Gli effetti della pandemia andranno, quindi, ben al di là del periodo di confinamento: l’Associazione stima che, a livello globale, nei prossimi anni, circa 24 milioni di minori in età scolare saranno costretti ad abbandonare il percorso di studio. All’impoverimento economico causato dalla pandemia un po’ in tutti i settori potrà accompagnarsi un incremento della povertà educativa, già assai diffusa nel nostro Paese: la percentuale di giovani che lasciano presto la scuola è di circa il 14% (dati al 2019); quasi la metà degli adolescenti di 15 anni, che provengono da nuclei familiari appartenenti a ceti sociali più bassi, non raggiunge le competenze minime in matematica (40,6%), in letteratura (42%) e in scienze (38,3%, dati al 2018). Inoltre, l’Italia ha accumulato ritardi negli ultimi anni, rispetto all’Europa: il Paese spende per istruzione e università circa il 4% del Pil, a fronte del 4,6% europeo (dati al 2018).
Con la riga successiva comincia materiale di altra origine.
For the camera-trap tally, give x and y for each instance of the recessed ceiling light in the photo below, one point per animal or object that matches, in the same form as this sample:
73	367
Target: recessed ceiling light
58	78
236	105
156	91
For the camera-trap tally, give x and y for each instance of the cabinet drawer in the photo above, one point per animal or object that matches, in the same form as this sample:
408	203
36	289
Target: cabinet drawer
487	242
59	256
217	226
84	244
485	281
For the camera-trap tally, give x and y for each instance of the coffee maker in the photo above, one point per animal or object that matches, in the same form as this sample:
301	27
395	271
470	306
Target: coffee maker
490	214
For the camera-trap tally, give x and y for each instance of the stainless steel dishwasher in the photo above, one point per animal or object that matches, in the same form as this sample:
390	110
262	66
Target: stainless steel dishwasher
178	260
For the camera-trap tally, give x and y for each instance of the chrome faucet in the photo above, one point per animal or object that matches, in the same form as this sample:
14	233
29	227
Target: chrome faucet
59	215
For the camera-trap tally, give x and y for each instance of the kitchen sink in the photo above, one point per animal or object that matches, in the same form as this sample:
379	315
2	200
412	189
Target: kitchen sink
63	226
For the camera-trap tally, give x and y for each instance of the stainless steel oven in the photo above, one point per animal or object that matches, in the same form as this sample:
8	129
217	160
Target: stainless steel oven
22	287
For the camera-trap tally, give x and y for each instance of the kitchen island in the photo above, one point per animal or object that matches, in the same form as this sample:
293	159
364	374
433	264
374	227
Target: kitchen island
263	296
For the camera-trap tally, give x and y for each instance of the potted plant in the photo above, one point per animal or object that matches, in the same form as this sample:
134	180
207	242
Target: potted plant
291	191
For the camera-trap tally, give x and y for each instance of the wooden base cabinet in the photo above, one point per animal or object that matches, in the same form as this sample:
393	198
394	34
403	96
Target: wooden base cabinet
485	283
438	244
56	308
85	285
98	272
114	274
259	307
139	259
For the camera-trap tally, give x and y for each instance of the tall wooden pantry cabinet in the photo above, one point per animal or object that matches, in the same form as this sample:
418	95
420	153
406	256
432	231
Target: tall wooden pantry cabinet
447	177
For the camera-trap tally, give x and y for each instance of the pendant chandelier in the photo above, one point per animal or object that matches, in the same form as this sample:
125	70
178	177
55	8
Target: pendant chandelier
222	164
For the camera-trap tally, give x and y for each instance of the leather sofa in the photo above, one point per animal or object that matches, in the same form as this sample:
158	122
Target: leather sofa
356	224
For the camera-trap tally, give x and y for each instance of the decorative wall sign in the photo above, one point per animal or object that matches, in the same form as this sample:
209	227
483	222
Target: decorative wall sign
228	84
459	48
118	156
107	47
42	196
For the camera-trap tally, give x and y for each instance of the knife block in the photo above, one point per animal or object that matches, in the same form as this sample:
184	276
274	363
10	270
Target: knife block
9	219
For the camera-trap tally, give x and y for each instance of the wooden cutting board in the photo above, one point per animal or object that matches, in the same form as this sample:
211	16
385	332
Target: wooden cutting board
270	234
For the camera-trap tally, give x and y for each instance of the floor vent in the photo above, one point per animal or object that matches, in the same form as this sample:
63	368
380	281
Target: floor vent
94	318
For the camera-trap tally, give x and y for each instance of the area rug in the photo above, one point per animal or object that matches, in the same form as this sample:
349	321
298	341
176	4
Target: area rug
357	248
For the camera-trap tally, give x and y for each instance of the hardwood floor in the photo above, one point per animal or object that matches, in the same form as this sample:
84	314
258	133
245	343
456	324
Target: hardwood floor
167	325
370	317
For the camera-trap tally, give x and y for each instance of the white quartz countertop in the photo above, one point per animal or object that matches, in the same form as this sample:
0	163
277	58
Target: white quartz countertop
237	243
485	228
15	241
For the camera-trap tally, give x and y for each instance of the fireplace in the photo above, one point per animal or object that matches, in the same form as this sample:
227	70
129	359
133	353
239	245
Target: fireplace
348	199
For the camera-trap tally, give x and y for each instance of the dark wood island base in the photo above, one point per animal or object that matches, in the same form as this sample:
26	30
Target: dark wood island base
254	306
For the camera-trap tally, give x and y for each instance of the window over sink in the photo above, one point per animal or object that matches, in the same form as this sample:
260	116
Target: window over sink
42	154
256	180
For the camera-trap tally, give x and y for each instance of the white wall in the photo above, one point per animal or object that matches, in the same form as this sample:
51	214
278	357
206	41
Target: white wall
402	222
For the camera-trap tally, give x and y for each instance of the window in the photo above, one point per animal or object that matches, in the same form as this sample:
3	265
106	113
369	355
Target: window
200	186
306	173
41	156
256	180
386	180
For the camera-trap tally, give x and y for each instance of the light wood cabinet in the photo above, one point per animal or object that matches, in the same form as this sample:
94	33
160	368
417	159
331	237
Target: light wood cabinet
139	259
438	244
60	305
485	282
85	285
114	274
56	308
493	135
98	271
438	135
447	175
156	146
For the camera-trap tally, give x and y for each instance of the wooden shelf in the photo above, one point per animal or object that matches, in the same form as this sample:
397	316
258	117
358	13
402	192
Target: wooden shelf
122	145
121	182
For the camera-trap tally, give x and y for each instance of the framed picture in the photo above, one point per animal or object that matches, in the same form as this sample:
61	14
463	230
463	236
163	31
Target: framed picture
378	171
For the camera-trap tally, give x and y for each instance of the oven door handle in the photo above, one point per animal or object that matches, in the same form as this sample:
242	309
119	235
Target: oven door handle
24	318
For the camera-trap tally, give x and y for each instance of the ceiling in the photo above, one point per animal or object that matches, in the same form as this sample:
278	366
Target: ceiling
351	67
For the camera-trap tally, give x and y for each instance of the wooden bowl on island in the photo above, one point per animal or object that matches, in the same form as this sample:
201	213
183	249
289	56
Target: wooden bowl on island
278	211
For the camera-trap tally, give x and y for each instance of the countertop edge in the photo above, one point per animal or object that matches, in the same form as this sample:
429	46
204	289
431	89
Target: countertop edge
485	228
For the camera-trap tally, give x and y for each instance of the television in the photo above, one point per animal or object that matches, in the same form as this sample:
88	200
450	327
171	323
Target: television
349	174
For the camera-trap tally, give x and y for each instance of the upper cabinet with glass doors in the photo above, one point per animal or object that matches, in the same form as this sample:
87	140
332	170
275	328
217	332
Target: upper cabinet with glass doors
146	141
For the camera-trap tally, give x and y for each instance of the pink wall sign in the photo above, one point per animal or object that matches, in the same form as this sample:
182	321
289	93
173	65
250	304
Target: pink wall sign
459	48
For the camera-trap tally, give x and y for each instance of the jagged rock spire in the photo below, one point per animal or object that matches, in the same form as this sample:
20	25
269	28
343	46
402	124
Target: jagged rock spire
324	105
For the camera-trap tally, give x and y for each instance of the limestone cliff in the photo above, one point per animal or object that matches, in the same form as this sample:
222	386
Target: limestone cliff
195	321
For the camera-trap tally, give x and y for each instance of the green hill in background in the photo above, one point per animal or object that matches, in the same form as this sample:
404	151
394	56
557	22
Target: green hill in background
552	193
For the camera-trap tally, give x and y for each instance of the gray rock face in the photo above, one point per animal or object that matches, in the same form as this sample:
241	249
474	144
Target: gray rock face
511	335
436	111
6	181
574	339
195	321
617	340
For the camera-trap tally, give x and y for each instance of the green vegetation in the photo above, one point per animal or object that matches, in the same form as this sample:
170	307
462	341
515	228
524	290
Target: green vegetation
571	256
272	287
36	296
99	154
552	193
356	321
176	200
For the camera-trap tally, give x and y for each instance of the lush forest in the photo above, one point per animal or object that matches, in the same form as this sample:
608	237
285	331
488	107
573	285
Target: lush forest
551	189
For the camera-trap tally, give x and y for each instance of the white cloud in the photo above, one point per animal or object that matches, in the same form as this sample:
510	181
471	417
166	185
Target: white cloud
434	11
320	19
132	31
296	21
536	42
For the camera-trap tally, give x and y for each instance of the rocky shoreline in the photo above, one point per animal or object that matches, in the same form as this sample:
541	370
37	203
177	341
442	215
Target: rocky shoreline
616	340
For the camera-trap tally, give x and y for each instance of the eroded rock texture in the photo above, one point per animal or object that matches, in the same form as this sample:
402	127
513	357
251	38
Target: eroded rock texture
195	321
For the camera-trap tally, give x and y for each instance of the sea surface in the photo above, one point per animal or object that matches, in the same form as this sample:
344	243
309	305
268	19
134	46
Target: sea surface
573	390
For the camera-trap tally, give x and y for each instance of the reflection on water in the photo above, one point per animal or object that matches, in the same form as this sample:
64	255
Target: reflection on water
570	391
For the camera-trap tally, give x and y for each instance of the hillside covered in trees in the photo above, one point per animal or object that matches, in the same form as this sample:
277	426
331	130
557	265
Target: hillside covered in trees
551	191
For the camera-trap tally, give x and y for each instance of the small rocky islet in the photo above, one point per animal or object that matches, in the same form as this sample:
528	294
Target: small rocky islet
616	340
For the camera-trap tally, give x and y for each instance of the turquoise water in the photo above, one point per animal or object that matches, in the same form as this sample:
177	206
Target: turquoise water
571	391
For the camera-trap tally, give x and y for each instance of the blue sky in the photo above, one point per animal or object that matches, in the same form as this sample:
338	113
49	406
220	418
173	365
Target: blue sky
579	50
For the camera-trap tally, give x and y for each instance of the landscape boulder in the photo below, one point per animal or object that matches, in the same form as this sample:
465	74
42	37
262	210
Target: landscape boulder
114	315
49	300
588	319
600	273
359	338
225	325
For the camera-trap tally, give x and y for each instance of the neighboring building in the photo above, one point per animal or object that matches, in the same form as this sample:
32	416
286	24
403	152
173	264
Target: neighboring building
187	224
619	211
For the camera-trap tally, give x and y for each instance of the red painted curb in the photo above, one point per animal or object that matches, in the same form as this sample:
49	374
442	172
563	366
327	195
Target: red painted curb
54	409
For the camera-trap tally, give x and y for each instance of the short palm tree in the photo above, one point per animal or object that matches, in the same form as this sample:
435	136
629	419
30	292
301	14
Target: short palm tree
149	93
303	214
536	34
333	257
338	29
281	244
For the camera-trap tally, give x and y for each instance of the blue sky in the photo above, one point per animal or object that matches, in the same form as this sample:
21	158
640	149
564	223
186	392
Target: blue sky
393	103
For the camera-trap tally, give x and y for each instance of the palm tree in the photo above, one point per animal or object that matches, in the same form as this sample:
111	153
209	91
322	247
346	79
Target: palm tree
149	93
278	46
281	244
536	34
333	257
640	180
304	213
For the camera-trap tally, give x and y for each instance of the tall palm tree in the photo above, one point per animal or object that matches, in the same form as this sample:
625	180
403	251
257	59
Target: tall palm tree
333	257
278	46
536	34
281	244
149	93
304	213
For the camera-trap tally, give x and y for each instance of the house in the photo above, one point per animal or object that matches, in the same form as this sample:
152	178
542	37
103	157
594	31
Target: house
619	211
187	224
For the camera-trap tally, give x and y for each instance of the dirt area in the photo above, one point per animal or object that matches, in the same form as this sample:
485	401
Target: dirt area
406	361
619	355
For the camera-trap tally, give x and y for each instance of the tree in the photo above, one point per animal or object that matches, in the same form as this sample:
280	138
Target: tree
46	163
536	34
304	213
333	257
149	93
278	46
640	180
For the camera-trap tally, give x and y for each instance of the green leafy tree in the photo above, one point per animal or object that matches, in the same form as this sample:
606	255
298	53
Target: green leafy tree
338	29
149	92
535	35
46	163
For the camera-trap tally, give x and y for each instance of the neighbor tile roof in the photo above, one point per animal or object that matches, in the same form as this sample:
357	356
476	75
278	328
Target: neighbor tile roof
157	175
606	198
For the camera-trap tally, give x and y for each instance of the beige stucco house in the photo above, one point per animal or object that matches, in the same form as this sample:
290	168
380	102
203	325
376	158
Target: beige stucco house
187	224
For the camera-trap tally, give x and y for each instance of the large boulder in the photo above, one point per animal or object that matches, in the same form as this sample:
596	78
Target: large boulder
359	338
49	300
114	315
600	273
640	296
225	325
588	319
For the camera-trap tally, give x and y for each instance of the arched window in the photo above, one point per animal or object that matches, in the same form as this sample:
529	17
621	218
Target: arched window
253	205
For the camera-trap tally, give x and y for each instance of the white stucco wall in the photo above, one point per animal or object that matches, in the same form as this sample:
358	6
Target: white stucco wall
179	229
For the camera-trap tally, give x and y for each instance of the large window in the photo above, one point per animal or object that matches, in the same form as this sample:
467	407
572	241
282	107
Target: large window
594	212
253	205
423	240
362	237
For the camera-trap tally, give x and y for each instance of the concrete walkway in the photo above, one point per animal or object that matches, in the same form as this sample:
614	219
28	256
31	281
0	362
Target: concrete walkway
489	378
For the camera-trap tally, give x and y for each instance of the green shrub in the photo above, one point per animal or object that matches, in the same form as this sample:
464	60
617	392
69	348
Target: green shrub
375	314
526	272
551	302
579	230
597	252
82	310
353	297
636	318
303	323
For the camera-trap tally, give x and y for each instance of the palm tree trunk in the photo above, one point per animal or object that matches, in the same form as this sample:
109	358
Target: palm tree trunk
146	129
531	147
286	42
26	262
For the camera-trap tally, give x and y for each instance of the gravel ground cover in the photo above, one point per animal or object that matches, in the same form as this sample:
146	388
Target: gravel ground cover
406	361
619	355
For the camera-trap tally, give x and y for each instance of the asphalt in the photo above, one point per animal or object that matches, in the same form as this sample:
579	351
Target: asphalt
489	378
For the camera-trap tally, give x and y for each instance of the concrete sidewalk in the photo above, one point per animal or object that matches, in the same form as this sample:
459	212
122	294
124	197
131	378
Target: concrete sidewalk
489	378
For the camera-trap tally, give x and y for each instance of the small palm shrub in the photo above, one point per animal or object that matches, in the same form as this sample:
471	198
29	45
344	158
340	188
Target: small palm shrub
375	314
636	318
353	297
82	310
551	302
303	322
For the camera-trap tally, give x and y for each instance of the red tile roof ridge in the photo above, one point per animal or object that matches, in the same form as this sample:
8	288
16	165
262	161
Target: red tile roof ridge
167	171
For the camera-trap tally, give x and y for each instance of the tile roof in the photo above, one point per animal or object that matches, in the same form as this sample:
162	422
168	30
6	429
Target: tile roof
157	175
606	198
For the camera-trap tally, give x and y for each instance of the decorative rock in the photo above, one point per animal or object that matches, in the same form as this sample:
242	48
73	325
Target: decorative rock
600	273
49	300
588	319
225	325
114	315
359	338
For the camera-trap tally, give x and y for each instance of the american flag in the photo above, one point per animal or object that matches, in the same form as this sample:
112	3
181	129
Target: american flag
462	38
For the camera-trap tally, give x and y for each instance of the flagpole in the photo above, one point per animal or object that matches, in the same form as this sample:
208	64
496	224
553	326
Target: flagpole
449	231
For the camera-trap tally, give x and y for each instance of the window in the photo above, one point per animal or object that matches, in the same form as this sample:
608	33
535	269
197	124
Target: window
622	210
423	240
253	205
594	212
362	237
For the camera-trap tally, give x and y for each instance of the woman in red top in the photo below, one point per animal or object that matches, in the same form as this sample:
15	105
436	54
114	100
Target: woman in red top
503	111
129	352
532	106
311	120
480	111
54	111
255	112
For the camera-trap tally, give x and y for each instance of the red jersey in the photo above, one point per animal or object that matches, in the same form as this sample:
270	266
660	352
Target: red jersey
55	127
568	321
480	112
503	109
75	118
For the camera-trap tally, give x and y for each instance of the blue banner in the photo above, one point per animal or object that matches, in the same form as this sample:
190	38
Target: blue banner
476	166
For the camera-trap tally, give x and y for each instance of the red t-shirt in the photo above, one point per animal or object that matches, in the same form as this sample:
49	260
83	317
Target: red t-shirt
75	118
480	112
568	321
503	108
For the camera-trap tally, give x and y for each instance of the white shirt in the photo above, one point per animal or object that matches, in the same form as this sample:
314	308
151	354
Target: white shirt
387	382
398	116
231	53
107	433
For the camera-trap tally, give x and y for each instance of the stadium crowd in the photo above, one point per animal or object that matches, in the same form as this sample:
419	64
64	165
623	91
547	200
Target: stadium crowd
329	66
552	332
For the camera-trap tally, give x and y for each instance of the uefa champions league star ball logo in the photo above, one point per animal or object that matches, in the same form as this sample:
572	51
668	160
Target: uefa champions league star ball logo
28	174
L’incertezza dominante post-virus si riflette anche sui più giovani: secondo l’indagine, lo stato d’animo prevalente con cui i figli affronteranno il rientro a scuola è l’incertezza (63%), soprattutto tra i più grandi (70% circa dai 12 anni in su), la paura per il 10%, mentre il 27% guarda al rientro al scuola con entusiasmo. Pesano, come già accennato, anche le difficoltà economiche, visto che il 10% dei genitori del campione intervistato (1334 genitori con figli minorenni) ritiene di non potersi permettere l’acquisto di tutti i libri di testo, mentre il 20% ha dichiarato di aver fatto richiesta di sussidi per affrontare i costi relativi all’anno scolastico e quasi un ragazzo su 10 ha variato il programma di studi frequentando una scuola professionale in luogo del liceo desiderato, per aiutare la famiglia a sostenere la probabile crisi dei prossimi anni. Guardando ai più piccoli (0-3 anni), meno della metà dei bambini in Italia frequenta un asilo nido, principalmente sempre per motivi economici, in base ai risultati dell’indagine.
Nel contesto generale, la didattica a distanza, che forse sarà ancora ampiamente utilizzata, ha senz’altro giovato alla prosecuzione dello studio; tuttavia, la perdita di interazione sociale con i propri coetanei ha generato spaesamento, tristezza e noia, spesso “superate” con i vari social media a disposizione. L’assenza di interazione diretta con gli insegnanti, poi, ha incrementato una volta di più la diseguaglianza tra chi è più dotato di facilità nell’apprendimento e chi lo è di meno, venendo a mancare quella condivisione relazionale che è parte integrante di un percorso educativo.
Non da ultimo – aggiungo io rispetto al rapporto citato – non bisogna sottostimare uno degli effetti più insidiosi del virus e del lockdown: quello psichico. Ogni contatto con l’esterno è fonte di possibile contagio e, in alcuni casi, anche di contaminazione culturale; questo induce alcune famiglie, ad esempio, a ritirare i figli dalla scuola, per evitare qualsiasi tipo di “lavaggio del cervello”.
Riaprire la scuola non significa soltanto igienizzarla, prendendo ogni pur giusta precauzione sanitaria; è l’occasione di ripensarla da capo, sfruttando le ingenti risorse che l’Europa metterà a disposizione, per integrare la qualità dell’istruzione con la crescita personale dei nostri ragazzi. Ne va del futuro di tutti.